A dictionary of their own Rotary will make donation to third grade kids

When third grade students come to their schools after Labor Day this year, they will find members of the Secaucus Rotary Club waiting for them.

“The idea is to give each of them a dictionary,” said the local chapter’s president, Gerald L. Backus, at a recent Rotary breakfast at the Metro Diner on County Avenue.

The meeting included members of the Secaucus Rotary as well as Rotary members from Cedar Grove, where the project has been ongoing for several years.

“A dictionary is the first and most useful tool a child can own,” Cedar Grove Rotary Club President Bob Pityo in his short presentation that also included Secaucus Schools Superintendent Constantino Scerbo. The Rotary Club would distribute the books free in a ceremony at the schools, and the kids could have full ownership of their own book. They would use it in the classroom and bring it home.
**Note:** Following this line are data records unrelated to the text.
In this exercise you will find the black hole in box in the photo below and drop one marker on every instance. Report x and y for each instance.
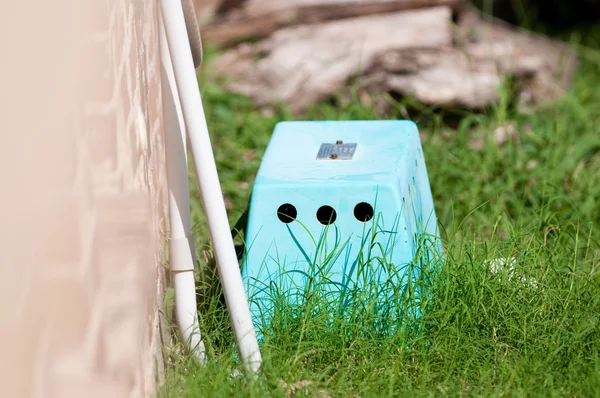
(363, 212)
(287, 213)
(326, 215)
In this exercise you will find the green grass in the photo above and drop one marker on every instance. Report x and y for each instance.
(534, 331)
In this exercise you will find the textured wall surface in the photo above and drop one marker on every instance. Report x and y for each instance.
(82, 177)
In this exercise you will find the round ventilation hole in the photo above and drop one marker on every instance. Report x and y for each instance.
(363, 212)
(287, 213)
(326, 215)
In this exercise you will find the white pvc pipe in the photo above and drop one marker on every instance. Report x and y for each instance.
(182, 253)
(210, 187)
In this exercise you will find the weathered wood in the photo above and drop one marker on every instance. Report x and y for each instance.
(414, 53)
(259, 18)
(305, 64)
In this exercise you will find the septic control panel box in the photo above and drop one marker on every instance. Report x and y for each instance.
(337, 206)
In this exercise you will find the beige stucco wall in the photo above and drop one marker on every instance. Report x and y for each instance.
(81, 210)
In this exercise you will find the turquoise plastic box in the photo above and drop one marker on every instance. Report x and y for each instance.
(330, 198)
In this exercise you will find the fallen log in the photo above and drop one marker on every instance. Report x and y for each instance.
(414, 53)
(257, 19)
(305, 64)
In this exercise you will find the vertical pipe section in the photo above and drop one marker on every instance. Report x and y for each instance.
(210, 187)
(181, 244)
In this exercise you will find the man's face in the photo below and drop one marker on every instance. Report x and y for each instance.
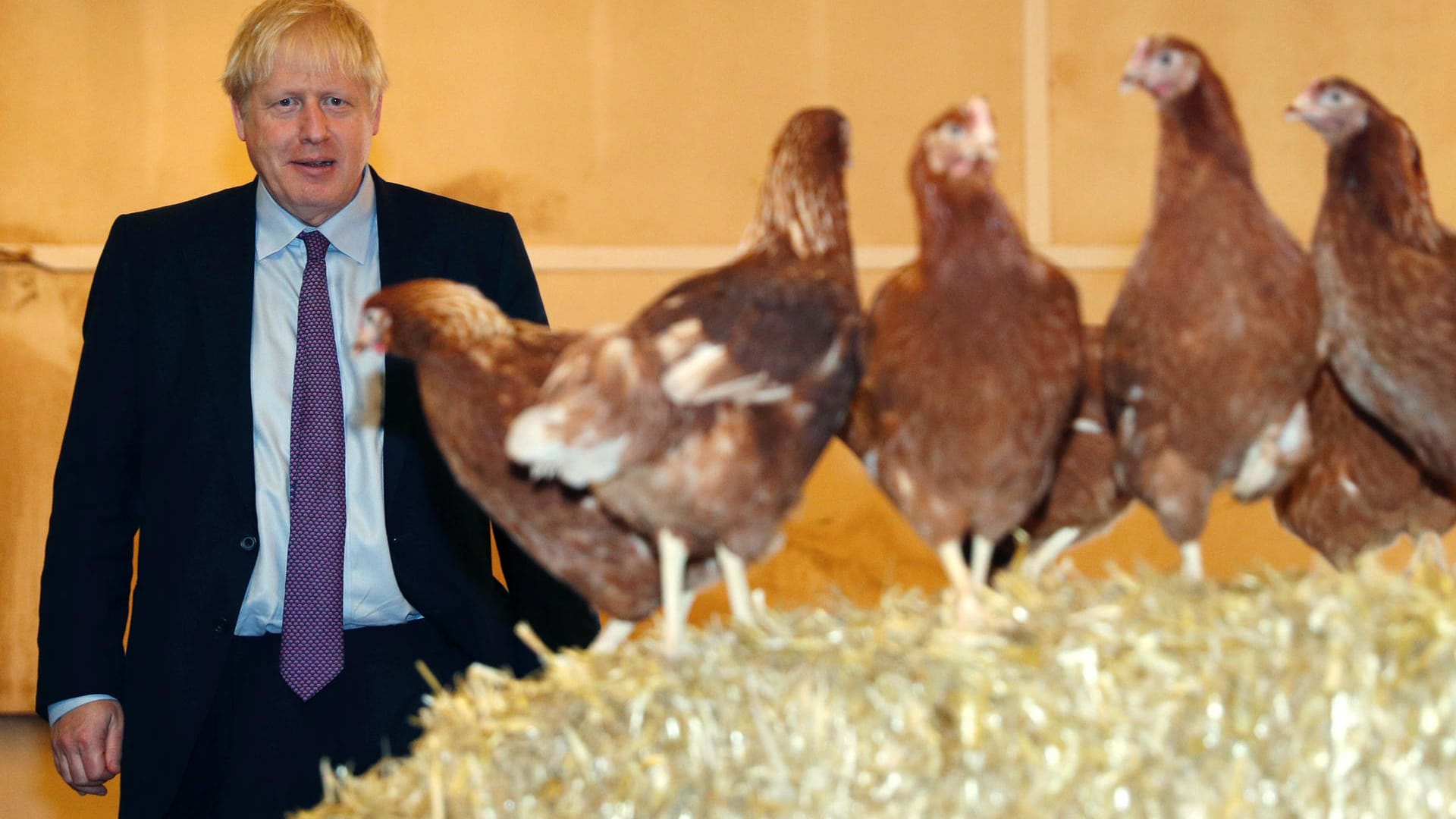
(308, 136)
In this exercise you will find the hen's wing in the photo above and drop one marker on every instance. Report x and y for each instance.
(739, 335)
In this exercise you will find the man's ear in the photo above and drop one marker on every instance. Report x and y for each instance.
(239, 117)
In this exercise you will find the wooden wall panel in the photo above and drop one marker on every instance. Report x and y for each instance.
(39, 346)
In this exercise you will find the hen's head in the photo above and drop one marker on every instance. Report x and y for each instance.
(956, 152)
(1165, 66)
(1334, 107)
(802, 196)
(414, 316)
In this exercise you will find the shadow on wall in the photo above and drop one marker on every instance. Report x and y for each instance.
(538, 213)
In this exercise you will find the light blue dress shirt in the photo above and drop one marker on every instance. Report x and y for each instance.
(372, 595)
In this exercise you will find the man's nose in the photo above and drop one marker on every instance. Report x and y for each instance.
(312, 124)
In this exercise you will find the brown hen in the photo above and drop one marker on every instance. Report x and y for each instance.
(973, 359)
(476, 371)
(699, 422)
(1212, 344)
(1386, 271)
(1360, 488)
(1085, 497)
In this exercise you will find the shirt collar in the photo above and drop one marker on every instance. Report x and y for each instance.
(348, 231)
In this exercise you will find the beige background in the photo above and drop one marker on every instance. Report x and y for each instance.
(629, 139)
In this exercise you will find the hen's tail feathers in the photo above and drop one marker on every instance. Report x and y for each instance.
(538, 439)
(1273, 458)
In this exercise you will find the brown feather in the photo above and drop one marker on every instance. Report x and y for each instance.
(1213, 335)
(1388, 276)
(737, 376)
(476, 371)
(973, 357)
(1360, 488)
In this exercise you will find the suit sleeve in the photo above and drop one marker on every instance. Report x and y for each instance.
(555, 613)
(86, 580)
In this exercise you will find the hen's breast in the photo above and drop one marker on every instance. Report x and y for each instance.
(1213, 335)
(973, 385)
(1360, 487)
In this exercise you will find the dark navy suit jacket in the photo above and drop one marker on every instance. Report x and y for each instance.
(159, 442)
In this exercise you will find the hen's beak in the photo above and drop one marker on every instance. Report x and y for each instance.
(372, 331)
(1134, 69)
(1304, 107)
(983, 130)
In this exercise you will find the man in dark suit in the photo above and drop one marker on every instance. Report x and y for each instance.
(302, 542)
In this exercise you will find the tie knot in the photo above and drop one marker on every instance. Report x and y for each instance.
(316, 243)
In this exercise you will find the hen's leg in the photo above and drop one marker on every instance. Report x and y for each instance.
(1191, 554)
(1049, 551)
(960, 576)
(982, 553)
(736, 577)
(672, 554)
(612, 635)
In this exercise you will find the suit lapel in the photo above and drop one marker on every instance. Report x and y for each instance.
(224, 300)
(400, 259)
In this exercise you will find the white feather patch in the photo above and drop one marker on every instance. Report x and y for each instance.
(693, 381)
(536, 441)
(677, 338)
(830, 362)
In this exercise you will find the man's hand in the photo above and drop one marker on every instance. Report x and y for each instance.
(86, 744)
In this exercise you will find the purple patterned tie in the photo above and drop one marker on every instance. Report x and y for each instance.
(313, 588)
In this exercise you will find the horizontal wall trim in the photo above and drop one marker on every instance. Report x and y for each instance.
(632, 257)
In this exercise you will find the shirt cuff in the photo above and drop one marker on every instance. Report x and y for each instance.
(57, 710)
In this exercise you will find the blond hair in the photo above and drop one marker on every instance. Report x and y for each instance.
(329, 34)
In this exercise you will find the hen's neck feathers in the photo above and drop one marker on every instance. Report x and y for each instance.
(444, 328)
(802, 212)
(1200, 129)
(1378, 175)
(967, 224)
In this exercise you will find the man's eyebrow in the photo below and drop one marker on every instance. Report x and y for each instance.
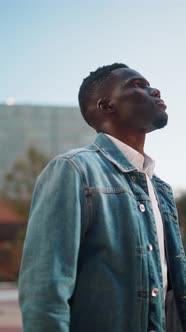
(138, 79)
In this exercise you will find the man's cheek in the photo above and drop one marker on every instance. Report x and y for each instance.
(137, 95)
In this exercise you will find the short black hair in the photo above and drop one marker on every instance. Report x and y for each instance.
(94, 82)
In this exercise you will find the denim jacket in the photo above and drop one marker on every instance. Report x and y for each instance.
(91, 260)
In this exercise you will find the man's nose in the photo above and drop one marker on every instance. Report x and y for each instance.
(154, 92)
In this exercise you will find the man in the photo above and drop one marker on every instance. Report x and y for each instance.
(103, 246)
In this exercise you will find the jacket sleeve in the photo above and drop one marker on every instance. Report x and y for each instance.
(49, 262)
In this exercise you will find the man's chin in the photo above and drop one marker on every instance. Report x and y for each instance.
(159, 123)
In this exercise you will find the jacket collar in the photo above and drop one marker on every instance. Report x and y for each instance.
(113, 153)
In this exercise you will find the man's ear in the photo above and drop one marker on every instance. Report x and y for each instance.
(104, 105)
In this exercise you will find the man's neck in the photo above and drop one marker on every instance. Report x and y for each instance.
(136, 140)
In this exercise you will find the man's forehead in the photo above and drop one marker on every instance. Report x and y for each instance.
(127, 73)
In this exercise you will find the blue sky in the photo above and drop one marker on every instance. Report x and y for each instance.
(49, 46)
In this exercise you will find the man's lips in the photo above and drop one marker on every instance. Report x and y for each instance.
(161, 103)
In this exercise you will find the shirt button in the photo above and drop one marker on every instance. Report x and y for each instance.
(150, 247)
(155, 292)
(133, 178)
(142, 207)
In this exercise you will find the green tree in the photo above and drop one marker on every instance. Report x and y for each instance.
(19, 181)
(181, 207)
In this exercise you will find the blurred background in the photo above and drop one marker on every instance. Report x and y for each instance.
(47, 48)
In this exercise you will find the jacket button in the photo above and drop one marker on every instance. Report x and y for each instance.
(155, 292)
(150, 247)
(133, 178)
(142, 207)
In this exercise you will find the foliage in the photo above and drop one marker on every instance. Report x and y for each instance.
(181, 207)
(19, 182)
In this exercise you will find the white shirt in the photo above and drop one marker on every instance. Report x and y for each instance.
(146, 165)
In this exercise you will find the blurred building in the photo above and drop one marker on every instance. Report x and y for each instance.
(51, 129)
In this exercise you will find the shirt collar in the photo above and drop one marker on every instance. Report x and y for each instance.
(142, 163)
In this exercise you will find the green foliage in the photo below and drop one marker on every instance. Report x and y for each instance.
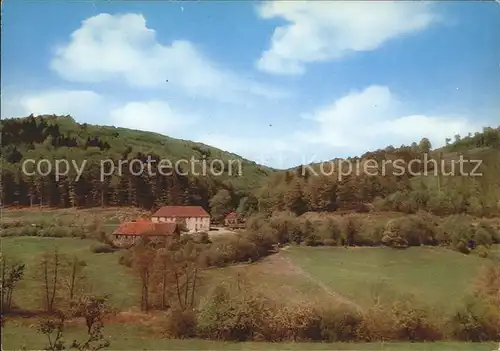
(56, 137)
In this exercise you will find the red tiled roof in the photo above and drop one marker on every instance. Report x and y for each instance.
(181, 211)
(145, 227)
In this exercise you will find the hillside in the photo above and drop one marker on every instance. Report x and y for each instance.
(441, 190)
(61, 137)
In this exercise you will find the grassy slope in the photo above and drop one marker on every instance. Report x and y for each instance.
(103, 270)
(425, 272)
(436, 276)
(166, 147)
(132, 337)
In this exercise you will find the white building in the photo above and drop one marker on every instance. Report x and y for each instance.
(194, 218)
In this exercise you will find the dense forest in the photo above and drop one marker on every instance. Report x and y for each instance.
(436, 184)
(60, 137)
(258, 188)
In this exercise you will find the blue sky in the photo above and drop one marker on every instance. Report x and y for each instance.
(281, 83)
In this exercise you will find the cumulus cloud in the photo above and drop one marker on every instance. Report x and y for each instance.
(374, 118)
(122, 48)
(321, 31)
(154, 116)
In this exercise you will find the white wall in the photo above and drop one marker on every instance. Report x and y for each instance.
(193, 224)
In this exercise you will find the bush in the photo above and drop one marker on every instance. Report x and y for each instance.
(102, 248)
(126, 258)
(180, 324)
(414, 324)
(340, 325)
(476, 321)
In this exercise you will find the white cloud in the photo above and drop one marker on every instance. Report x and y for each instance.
(88, 106)
(59, 102)
(122, 48)
(319, 31)
(374, 118)
(155, 116)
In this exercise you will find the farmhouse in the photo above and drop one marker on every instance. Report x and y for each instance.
(231, 219)
(194, 218)
(128, 233)
(234, 221)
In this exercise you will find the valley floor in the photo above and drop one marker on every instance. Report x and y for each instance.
(133, 337)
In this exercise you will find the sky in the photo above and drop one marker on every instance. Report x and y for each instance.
(281, 83)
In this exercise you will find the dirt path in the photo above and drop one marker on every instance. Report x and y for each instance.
(340, 298)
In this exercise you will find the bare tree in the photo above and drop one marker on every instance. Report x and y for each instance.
(10, 275)
(142, 261)
(50, 272)
(74, 279)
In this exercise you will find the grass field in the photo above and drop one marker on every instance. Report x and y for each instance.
(104, 272)
(437, 276)
(136, 337)
(323, 274)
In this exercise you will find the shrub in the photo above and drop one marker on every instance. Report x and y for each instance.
(102, 248)
(340, 325)
(476, 321)
(351, 228)
(180, 324)
(330, 232)
(414, 323)
(377, 324)
(482, 251)
(126, 258)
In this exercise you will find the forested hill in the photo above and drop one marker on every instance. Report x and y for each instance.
(60, 137)
(442, 191)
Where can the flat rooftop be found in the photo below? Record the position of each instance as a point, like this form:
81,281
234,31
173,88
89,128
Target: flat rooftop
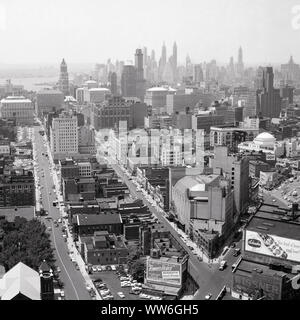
10,213
275,221
246,267
96,219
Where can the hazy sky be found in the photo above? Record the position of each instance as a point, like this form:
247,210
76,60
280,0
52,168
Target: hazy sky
44,31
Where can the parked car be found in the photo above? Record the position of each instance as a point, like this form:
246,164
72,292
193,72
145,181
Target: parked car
121,295
208,296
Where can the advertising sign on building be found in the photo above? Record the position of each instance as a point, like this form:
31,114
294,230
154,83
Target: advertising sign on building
273,246
163,272
270,157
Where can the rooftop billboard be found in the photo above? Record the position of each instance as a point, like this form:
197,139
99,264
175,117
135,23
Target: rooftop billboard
273,246
164,272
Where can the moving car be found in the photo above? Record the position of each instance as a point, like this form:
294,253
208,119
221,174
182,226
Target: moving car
208,296
121,294
236,252
223,265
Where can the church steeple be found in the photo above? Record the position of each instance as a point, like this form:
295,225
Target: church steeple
46,276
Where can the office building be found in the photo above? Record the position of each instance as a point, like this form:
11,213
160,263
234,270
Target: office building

“In most cases, this is the first time in many schools where each student has an individual dictionary at his or her desk,” Pityo said.

In Cedar Grove, school officials said students began to use the book as soon as they received it. The Rotarians picked third graders because they believe that is the age at which children begin to need it.

“The reaction was delightful,” Pityo said. “The students showed their appreciation with big smiles and hearty thanks. One would have thought they had each been given a box of candy.”

Pityo said that the reaction from students, parents, and school personnel was so positive that the club has decided to present dictionaries annually.

This gift is not without its benefit to the Rotary Club since the club’s name will be printed in every book and will make its way into the homes and hearts of each student, parent and teacher. This gift will also introduce the Rotary to a new generation and allow clubs like Secaucus an opportunity to undertake new youth-oriented services. This, according to Pityo, is something relatively new for the Rotary organization.

In giving out the dictionaries, Rotary members put the concept of the Rotary club in the students’ classrooms.

The Rotary Club is an organization of business and professional leaders dedicated to humanitarian service, seeking to encourage high ethical stardards in all vocations. Membership represents a cross-section of the community’s business and professional men and women.

“It is based on classification with a member from each profession,” Pityo said.

Rotarians develop community service projects that address many critical issues, such as children at risk, poverty and hunger, the environment, illiteracy, and violence. They also support programs for youth, educational opportunities and international exchanges for students, teachers, and other professionals, and vocational and career development. Although each chapter may have projects of their own, all are part of a worldwide effort to do away with polio.

Catherine Murray, a Secaucus real estate agent, said the Secaucus chapter would be distributing about 175 dictionaries at Clarendon, Huber Street and Immaculate Conception schools.